IV.5 Economy, Labour and Slavery

The Batavian economy was roughly divided into two categories: trading businesses, handicraft, markets and shops in the city and agriculture and rural industry in the Environs (Ommelanden) of the city. The busy trading activities of the VOC also supported key sectors of the city economy including transportation of goods in the harbour, warehouse management, logistics and the repair and maintenance of ships at the world famous naval dockyard at Pulau Onrust. Some contracts between private shipowners and investors tell us about the scope permitted private maritime enterprises.

The economy and labour force in Batavia largely depended on the use of forced labour. This involved thousands of slaves. Half the city consisted of slaves, the majority imported from the tradional slave markets of India, Sulawesi, Bali and the islands of eastern Indonesia. Most slaves were privately owned and among these private owners were also many Asian citizens and small agricultural entrepreneurs.

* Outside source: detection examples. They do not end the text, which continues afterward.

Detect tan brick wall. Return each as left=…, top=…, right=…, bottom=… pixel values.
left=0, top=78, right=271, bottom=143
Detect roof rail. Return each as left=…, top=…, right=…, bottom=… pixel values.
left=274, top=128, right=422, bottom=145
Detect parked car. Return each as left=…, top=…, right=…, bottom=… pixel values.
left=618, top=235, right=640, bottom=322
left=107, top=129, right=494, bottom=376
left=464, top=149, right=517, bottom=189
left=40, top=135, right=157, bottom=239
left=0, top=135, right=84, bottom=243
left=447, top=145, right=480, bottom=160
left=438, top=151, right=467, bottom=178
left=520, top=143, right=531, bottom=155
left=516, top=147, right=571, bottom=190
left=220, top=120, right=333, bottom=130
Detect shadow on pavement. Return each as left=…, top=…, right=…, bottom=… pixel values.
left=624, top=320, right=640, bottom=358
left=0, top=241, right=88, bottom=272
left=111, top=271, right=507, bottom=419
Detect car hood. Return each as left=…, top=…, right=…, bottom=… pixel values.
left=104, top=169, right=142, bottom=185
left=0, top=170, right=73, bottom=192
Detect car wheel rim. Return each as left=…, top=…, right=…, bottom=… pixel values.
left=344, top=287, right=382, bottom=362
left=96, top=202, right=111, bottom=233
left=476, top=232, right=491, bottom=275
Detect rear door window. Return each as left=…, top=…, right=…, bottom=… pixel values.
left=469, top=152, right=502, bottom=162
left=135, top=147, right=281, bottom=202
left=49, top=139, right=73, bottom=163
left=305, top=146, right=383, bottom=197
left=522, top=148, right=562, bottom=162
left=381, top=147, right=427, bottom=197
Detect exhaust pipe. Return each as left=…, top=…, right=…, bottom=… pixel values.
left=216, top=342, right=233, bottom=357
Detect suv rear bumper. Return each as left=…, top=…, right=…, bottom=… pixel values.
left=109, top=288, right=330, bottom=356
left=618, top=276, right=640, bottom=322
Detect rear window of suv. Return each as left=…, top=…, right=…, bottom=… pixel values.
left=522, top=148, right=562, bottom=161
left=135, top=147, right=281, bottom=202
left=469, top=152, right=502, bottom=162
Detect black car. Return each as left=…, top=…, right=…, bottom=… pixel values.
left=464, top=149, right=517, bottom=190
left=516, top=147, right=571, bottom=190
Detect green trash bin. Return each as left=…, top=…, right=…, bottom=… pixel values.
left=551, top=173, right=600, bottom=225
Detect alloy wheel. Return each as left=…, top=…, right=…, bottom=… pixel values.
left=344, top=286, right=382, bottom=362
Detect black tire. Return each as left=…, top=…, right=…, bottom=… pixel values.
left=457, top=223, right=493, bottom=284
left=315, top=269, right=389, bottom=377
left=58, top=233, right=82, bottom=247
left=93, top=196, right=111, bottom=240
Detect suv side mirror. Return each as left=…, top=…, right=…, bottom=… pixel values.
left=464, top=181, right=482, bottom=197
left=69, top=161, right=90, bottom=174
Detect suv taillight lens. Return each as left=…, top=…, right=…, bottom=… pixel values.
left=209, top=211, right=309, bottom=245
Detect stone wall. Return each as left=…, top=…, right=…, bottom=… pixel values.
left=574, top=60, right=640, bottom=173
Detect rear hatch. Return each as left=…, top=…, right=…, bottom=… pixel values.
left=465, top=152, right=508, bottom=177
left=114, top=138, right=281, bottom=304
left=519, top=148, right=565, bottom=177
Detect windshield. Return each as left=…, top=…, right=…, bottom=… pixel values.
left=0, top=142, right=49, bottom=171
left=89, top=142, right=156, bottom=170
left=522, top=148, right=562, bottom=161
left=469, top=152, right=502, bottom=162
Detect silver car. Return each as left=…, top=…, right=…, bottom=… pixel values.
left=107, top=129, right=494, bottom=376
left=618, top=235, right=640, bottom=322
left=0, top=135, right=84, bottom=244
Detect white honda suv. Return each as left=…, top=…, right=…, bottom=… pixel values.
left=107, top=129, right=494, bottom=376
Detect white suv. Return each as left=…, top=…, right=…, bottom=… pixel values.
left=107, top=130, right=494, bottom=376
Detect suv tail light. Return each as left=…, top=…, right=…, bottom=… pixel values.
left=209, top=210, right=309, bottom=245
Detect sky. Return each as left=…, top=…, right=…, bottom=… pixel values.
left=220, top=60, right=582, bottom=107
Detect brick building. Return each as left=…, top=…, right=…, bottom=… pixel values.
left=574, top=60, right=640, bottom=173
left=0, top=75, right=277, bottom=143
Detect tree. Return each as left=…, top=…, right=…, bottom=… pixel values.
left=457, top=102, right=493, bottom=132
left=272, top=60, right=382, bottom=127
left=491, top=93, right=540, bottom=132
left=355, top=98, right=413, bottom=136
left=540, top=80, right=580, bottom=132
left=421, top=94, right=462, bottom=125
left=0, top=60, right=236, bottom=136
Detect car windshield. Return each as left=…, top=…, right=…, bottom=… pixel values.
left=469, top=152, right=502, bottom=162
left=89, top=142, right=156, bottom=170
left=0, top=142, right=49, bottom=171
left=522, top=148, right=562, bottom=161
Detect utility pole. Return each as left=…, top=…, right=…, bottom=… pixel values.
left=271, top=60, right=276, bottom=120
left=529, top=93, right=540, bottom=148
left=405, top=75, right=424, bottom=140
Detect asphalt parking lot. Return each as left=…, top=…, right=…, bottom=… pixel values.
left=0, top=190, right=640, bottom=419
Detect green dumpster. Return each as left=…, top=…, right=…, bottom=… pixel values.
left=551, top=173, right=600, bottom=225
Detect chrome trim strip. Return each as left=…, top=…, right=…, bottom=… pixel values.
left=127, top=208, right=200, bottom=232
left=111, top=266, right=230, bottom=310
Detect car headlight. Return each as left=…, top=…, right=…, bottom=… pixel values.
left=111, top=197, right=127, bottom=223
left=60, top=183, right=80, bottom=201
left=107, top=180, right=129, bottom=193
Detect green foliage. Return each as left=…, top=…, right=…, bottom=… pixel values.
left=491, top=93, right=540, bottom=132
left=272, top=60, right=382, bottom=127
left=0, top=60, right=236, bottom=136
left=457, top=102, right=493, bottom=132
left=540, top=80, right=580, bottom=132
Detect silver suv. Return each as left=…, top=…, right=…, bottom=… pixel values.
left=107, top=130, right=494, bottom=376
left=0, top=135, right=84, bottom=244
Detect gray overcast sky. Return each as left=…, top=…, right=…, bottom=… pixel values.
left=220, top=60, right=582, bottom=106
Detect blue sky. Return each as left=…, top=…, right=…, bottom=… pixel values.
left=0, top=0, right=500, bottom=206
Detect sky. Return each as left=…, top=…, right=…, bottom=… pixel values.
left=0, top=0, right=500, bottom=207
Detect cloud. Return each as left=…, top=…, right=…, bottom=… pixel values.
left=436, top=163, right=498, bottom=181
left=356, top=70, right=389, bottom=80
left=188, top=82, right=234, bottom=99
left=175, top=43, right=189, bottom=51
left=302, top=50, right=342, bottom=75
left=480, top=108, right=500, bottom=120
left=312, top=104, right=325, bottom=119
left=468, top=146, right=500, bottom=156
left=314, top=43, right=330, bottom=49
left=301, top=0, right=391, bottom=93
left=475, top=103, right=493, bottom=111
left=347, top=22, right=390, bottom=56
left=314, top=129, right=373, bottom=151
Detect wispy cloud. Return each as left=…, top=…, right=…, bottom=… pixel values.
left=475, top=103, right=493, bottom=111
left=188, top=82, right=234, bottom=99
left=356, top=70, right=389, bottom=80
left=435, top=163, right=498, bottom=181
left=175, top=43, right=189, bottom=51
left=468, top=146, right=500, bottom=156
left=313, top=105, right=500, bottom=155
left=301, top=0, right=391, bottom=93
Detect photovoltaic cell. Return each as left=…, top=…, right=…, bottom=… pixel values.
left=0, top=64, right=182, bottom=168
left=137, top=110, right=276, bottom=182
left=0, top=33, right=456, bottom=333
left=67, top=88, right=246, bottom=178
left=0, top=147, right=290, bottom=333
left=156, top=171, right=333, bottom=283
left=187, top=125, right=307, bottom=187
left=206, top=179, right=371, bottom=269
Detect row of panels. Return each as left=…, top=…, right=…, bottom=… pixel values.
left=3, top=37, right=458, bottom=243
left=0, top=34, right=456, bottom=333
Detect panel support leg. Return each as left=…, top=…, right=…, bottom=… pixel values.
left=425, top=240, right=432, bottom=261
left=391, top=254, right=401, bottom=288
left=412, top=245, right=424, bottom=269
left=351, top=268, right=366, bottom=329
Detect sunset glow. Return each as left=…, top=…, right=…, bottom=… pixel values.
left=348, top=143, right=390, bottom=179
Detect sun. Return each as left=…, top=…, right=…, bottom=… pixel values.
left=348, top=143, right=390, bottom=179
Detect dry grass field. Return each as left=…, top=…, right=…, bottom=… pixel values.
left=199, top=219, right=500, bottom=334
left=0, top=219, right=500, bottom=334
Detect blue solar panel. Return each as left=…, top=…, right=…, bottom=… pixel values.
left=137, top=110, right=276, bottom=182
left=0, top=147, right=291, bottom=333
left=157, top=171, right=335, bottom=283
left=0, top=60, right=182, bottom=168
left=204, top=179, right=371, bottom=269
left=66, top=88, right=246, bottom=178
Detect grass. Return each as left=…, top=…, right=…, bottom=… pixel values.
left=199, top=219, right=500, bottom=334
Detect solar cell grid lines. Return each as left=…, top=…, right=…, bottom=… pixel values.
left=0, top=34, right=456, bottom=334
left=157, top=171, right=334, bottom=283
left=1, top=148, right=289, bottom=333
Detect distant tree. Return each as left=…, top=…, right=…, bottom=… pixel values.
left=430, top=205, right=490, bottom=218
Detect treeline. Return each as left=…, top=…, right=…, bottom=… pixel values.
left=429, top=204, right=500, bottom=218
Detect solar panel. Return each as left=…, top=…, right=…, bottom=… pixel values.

The local economy in the Ommelanden included the production of sugar, rice and a variety of vegetables and fruit. Thousands of little contracts between horticulturalists and workers, traders and producers bear witness to the industriousness of the ‘orang Betawi’, the free (Muslim) Asians of mixed descent. The free (Christian) Asians of mainly Indian descent, the Mardijkers, were active landowners and traders, many of whom lived in their own quarter just east of the city walls, and some in kampongs like Tugu and Depok. An early list of landowners reveals the identity of the earliest 'Portuguese' inhabitants of late-seventeenth century Tugu.